I run Cloudflared on my Pi-Hole (DNS-Over-HTTPS) using 127.0.0.1#5053 as DNS server, but recently discovered that if i change my DNS to Cloudflare (1.1.1.1 and 1.0.0.1), i get internet access immidiately.

This has worked fine for now, and i can reboot my router with no problem, but i am curious to why Cloudflared only works sometimes.

Debug Token:

https://tricorder.pi-hole.net/81ewsjo5s2

PS. i am blocking Google DNS to route hardcoded devices (read "Chromecast") to Pi-Hole.

jfb · November 12, 2019, 5:02pm

This would indicate a Cloudflared problem. I would inquire at their support site.

Is your Pi powered from the router or a separate power supply?

I recommend that you modify the iptables to allow outgoing port 53 traffic from Pi-Hole. From your debug log:

[✗] Failed to resolve doubleclick.com via a remote, public DNS server (8.8.8.8)

drewski · November 12, 2019, 6:40pm

There is nothing wrong with blocking 8.8.8.8 or 8.8.4.4

jfb · November 12, 2019, 6:58pm

Except that it limits the ability of the debug script to check for external connectivity, since the script uses 8.8.8.8.

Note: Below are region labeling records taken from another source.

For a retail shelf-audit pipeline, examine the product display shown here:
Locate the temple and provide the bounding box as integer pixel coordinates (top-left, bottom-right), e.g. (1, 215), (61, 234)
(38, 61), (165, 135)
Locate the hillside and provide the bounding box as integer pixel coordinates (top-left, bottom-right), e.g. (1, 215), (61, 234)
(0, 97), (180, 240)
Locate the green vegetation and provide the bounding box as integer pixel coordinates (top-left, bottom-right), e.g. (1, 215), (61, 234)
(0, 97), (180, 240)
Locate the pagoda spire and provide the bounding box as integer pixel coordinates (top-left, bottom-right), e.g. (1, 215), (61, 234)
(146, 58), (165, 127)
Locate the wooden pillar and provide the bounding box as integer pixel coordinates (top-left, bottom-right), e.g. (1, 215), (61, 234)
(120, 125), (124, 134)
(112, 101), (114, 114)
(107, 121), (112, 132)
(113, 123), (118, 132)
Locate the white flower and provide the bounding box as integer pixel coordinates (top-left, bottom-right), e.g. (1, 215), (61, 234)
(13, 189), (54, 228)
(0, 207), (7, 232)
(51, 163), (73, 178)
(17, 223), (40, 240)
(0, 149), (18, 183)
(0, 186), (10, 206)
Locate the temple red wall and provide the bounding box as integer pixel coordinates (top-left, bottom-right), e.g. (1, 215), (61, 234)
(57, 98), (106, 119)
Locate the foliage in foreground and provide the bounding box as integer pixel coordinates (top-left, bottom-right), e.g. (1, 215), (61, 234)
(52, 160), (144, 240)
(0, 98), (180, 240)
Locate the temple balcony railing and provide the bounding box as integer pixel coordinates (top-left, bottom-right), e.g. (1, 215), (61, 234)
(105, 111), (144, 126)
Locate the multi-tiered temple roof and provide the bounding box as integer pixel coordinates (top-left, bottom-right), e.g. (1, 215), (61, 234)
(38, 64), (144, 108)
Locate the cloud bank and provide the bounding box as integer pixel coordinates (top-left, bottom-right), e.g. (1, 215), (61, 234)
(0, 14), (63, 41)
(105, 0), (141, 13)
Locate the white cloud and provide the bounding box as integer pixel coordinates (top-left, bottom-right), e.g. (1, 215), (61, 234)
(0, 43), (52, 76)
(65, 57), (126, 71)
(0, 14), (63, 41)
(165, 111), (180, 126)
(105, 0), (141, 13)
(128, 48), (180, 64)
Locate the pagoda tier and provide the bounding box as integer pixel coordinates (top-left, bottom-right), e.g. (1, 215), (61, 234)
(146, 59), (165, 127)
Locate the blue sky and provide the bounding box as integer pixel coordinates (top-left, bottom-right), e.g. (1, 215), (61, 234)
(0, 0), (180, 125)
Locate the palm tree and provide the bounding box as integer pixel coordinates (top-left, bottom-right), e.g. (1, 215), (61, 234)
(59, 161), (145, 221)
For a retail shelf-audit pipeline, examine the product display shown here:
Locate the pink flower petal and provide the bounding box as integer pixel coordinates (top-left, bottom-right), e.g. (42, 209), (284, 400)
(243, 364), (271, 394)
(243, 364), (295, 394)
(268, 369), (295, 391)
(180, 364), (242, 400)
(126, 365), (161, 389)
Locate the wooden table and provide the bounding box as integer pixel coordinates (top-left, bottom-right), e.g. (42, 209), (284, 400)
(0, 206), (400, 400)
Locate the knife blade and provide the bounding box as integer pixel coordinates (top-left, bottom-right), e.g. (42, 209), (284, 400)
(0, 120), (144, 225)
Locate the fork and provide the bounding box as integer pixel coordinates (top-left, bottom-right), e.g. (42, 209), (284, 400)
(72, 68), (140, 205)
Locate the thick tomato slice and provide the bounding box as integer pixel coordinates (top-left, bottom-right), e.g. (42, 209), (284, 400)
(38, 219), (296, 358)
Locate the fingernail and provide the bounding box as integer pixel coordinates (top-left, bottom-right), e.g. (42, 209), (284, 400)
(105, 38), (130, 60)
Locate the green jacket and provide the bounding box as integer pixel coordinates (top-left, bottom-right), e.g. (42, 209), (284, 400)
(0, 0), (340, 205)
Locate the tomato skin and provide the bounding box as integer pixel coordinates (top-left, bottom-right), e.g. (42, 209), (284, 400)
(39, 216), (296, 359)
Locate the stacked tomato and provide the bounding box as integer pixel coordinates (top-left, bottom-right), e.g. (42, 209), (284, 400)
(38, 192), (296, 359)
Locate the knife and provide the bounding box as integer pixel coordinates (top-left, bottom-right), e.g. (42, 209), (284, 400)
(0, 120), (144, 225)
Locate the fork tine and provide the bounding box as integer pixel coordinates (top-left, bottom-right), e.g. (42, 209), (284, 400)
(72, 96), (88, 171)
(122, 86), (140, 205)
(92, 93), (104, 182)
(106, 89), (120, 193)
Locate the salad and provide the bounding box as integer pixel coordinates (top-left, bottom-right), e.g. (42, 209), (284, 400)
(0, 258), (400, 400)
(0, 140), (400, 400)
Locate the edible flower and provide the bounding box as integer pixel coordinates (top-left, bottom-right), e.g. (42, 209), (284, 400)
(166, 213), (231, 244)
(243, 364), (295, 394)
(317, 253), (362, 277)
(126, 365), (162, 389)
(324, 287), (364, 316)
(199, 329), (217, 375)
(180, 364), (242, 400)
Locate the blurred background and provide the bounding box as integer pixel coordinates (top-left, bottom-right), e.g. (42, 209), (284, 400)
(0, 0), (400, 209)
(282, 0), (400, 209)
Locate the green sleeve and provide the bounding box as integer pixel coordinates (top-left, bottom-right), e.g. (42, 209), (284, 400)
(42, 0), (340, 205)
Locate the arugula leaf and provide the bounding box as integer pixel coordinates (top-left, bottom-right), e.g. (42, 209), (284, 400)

drewski · November 12, 2019, 7:57pm

I thought the script pulled multiple resolvers. I now see it is indeed a problem if you are debugging. Sorry about that

PeskyPiHole · November 13, 2019, 8:51am

My Pi runs on a seperate power supply.

Would this still route DNS request from Chromecast trough Pi-Hole? And how do you do that?

jfb · November 13, 2019, 1:49pm

Yes.

This isn't a Pi-Hole feature, so I recommend that you look on a forum dedicated to IPTables and network routing.

PeskyPiHole · November 21, 2019, 2:01pm

I think i may have figured it out.

Could it be because of HTTPS certifications and wrong date and times?

When i reboot my router, the date and time is wrong (by months), and it can't connect to the NTP-server, because there is no internet access.

When i disable DNS-Over-HTTPS i get internet access immediately and the date and time is updated.

Afterwards i can enable DNS-Over-HTTPS again it works fine.

Is there a way to get the router to remember the date and time?

jfb · November 21, 2019, 2:12pm

I would check the support site and forums for your router.

Staudie · November 22, 2019, 2:57am

I'm having the same'ish problem. This has been happening after PG&E PSPS (power outage). My Edgerouter X is forcing all connections to the pi-hole. I can ping cloudflare but browsers give a DNS error. The way I've cleared it is to add Google DNS to the pihole and then remove it.

system · December 13, 2019, 2:57am

This topic was automatically closed 21 days after the last reply. New replies are no longer allowed.